LegionMammal978 2 hours ago | parent | prev | next [-]

If the O(n^3) schoolbook multiplication were the best that could be done, then I'd totally agree that "it's simply the nature of matrices to have a bulky multiplication process". Yet there's a whole series of algorithms (from the Strassen algorithm onward) that use ever-more-clever ways to recursively batch things up and decrease the asymptotic complexity, most of which aren't remotely practical. And for all I know, it could go on forever down to O(n^(2+ε)). Overall, I hate not being able to get a straight answer for "how hard is it, really".

veqq an hour ago | parent | prev | next [-]

> sends the pair (x, y) to the pair (−x, y)

I know linear algebra, but this part seems profoundly unclear. What does "send" mean? Following with different examples in 2 by 2 notation only makes it worse. It seems like you're changing referents constantly.

jeffhwang 26 minutes ago | parent | next [-]

Let me try.

In US schools during K-12, we generally learn functions in two ways:

1. 2-d line chart with an x-axis and y-axis, like temperature over time, history of stock price, etc. Classic independent variable is on the horizontal axis, dependent variable is on the vertical axis. And even people who forgotten almost all math can instantly understand the graphics displayed when they're watching CNBC or a TV weather report.
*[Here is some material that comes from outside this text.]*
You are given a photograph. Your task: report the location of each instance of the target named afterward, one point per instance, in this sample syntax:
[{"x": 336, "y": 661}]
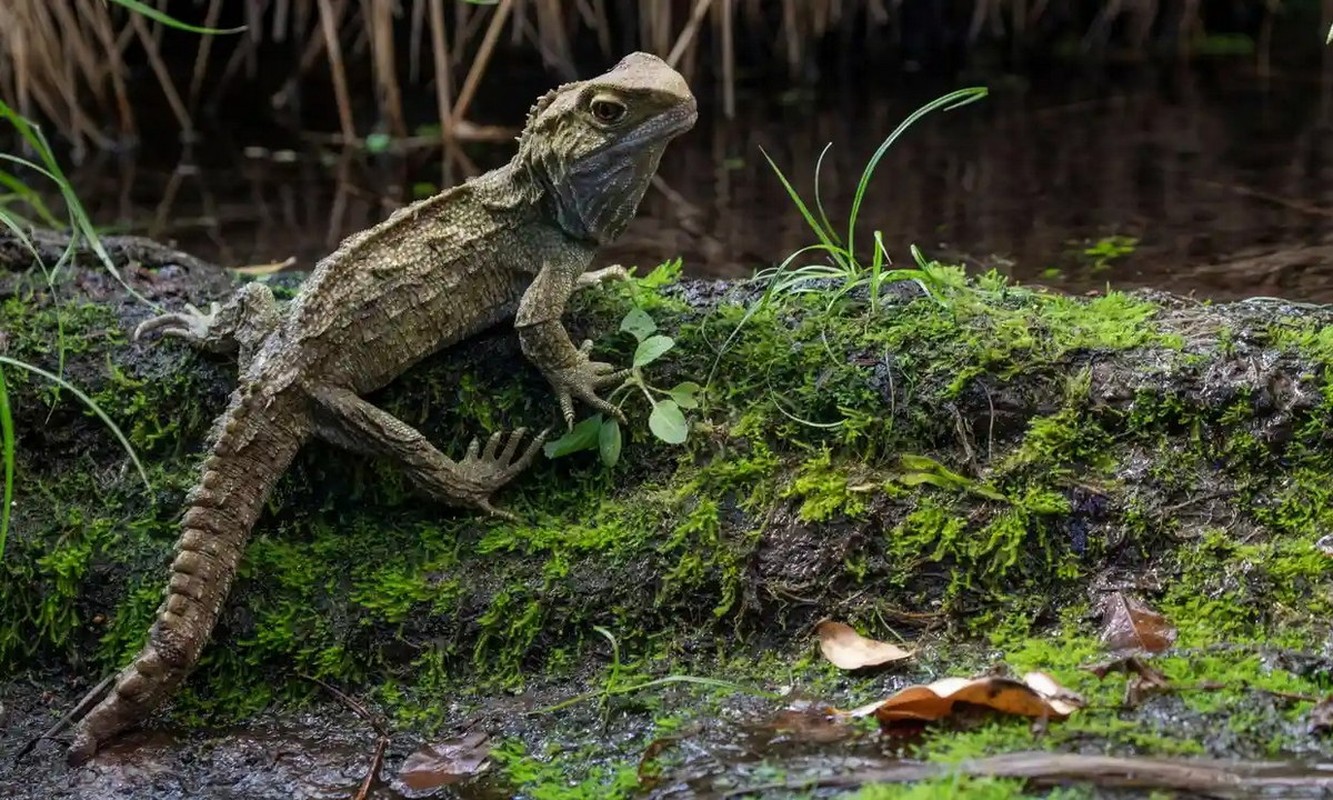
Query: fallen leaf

2. We also think of functions like little machines that do things for us. E.g., y = f(x) means that f() is like a black box. We give the black box input 'x'; then the black box f() returns output 'y'. (Obviously very relevant to the life of programmers.)

But one of 3blue-1brown's excellent videos finally showed me at least a few more ways of thinking of functions. This is where a function acts as a map from what "thing" to another thing (technically from Domain X to Co-Domain Y).
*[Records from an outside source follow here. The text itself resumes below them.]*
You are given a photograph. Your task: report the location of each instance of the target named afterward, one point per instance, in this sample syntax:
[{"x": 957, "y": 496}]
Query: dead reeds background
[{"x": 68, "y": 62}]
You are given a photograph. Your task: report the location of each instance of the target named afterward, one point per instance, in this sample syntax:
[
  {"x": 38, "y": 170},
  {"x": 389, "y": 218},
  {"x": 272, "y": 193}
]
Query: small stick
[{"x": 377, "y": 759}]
So if we think of NVIDIA stock price over time (Interpretation 1) as a graph, it's not just a picture that goes up and to the right. It's mapping each point in time on the x-axis to a price on the y-axis, sure! Let's use the example, x=November 21, 2025 maps to y=$178/share. Of course, interpretation 2 might say that the black box of the function takes in "November 21, 2025" as input and returns "$178" as output.

But what what I call Interpretation 3 does is that it maps from the domain of Time to the output Co-domain of NVDA Stock Price.
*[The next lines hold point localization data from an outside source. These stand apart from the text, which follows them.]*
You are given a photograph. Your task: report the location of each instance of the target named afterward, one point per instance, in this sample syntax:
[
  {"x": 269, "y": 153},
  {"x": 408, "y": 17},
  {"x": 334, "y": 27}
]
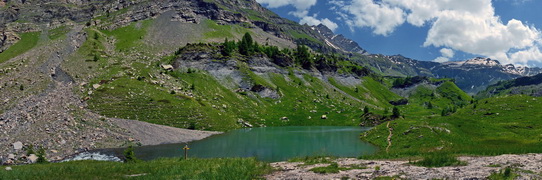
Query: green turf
[
  {"x": 27, "y": 42},
  {"x": 490, "y": 127},
  {"x": 230, "y": 168},
  {"x": 130, "y": 36}
]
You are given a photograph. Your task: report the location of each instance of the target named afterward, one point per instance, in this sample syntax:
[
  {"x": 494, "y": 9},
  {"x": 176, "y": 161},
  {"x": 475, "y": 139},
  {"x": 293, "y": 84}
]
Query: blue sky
[{"x": 442, "y": 30}]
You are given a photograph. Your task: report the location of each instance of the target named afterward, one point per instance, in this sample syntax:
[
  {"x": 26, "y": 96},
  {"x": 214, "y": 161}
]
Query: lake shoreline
[{"x": 525, "y": 165}]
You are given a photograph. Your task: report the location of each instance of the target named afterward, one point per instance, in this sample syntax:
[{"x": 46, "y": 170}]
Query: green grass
[
  {"x": 502, "y": 125},
  {"x": 130, "y": 36},
  {"x": 215, "y": 106},
  {"x": 298, "y": 35},
  {"x": 230, "y": 168},
  {"x": 27, "y": 42}
]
3. This is a 1D to 1D mapping. aka, both x and y are scalar values. In the language that jamespropp used, we send the value "November 21, 2025" to the value "$178".

But we need not restrict ourselves to a 1-dimensional input domain (time) and a 1-dimensional output domain (price).

We could map from a 2-d Domain X to another 2-d Co-Domain Y. For example X could be 2-d geographical coordinates. And Y could be 2-d wind vector.

So we would feed input of say location (5,4) as input. and our 2Dto2D function would output wind vector (North by 2mph, East by 7mph).

So we are "sending" input (5,4) in the first 2d plane to output (+2,+7) in the second 2d plane.

jamespropp an hour ago | parent | prev [-]

Thanks for pointing this out. I’ll work on this passage tomorrow.

amelius 2 hours ago | parent | prev | next [-]

Maybe the problem is that matrices are too general.

You can have very beautiful algorithms when you assume the matrices involved have a certain structure. You can even have that A*B == B*A, if A and B have a certain structure.

djmips 2 hours ago | parent | prev [-]

Ignore me then because I agree with you. :) He sounds like someone who upon first hearing jazz to complain it was ugly.